Cyber Threat Detection and Response Using Machine Learning Models

Ajay Kumar
8 min readOct 11, 2019
https://www.springboard.com/blog/machine-learning-projects/

The threat landscape continues to grow year-on-year with a new type of threat actors — proportionally cybersecurity incidents are growing both in volume and sophistication. 34 percent of breaches are caused by internal actors whereas 69 percent perpetrated by outsiders according to Verizon 2019 Data Breach Investigation Report. The report further states that 56 percent of breaches took months or longer to discover. Financial gain is the ultimate and the most common motivation behind any data breaches.

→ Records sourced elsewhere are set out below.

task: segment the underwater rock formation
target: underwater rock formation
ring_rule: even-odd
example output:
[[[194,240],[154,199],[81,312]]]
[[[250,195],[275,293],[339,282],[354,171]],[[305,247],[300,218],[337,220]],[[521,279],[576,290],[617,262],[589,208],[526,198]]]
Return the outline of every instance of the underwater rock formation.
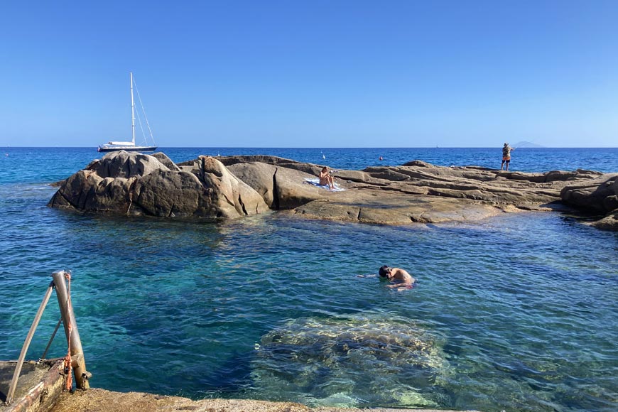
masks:
[[[450,373],[443,345],[408,320],[300,319],[262,337],[251,377],[261,394],[284,392],[314,406],[436,407],[445,403],[440,384]]]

It is the fact that the traditional security systems were built to attempt to find the bad guys by searching for known signature or exploits at a selected location and during a single point in time using the point solutions. Attackers are continuing to penetrate and evade enterprise defenses, what is today’s digital enterprise need is a rapid detection and response capabilities enabled through behavioral analytics. Every enterprise today generates a huge amount of log data in terabytes by size from user actions, server activity, application and network devices across the organization’s IT ecosystem. However, organizations are unaware of getting the insights from these log data, and challenges for the security team to provide contextual value out of the logs to secure and manage the operation of the digital enterprise.

User Behavior Analytics (UBA) is an innovation in security management practices that leverages the power of machine learning and big data to help detect the cyber threats, and could help enterprise in transforming security & risk management to the next level, because UBA makes it easy for enterprises to gain visibility into user and entities (assets) behavior patterns to find malicious or criminal insiders without disrupting the business.

Big Data & Machine Learning capabilities: To find the threats in the enterprise, it is very impartment for today’s digital enterprises to put in place a solution and capabilities to automatically learn & discover new threats by leveraging the information available in the logs. For example, if a user in his day-to-day activity uses his own system to perform his duties, and in a few instances, access the file servers which looks legitimate. However, if the same user tries to access an executive’s system in the network, then it can’t be considered a “normal” activity. So UBA solutions should be able to learn the user & entities relationship, how the relationship is formed and changes over time, and automatically alert if an abnormal or malicious behavior detected that deviates from the normal.

To introduce & implement any new technology in the enterprise, it is necessary to understand the architecture, capabilities, functionalities and how the technology works in an environment under certain conditions. UBA platform consists of three primary components:

Data Integration: This is the foundational requirements to build the UBA capabilities and should be able to integrate with require log sources of the enterprise including structured or unstructured information example logs from SIEM, VPN gateway, network flow data and application logs as well as ingest logs from csv files and syslog. It is important for the enterprises to look at the supported log sources that a particular UBA vendor supports and can help implement the intended use cases and meet the enterprise needs before buying the solution.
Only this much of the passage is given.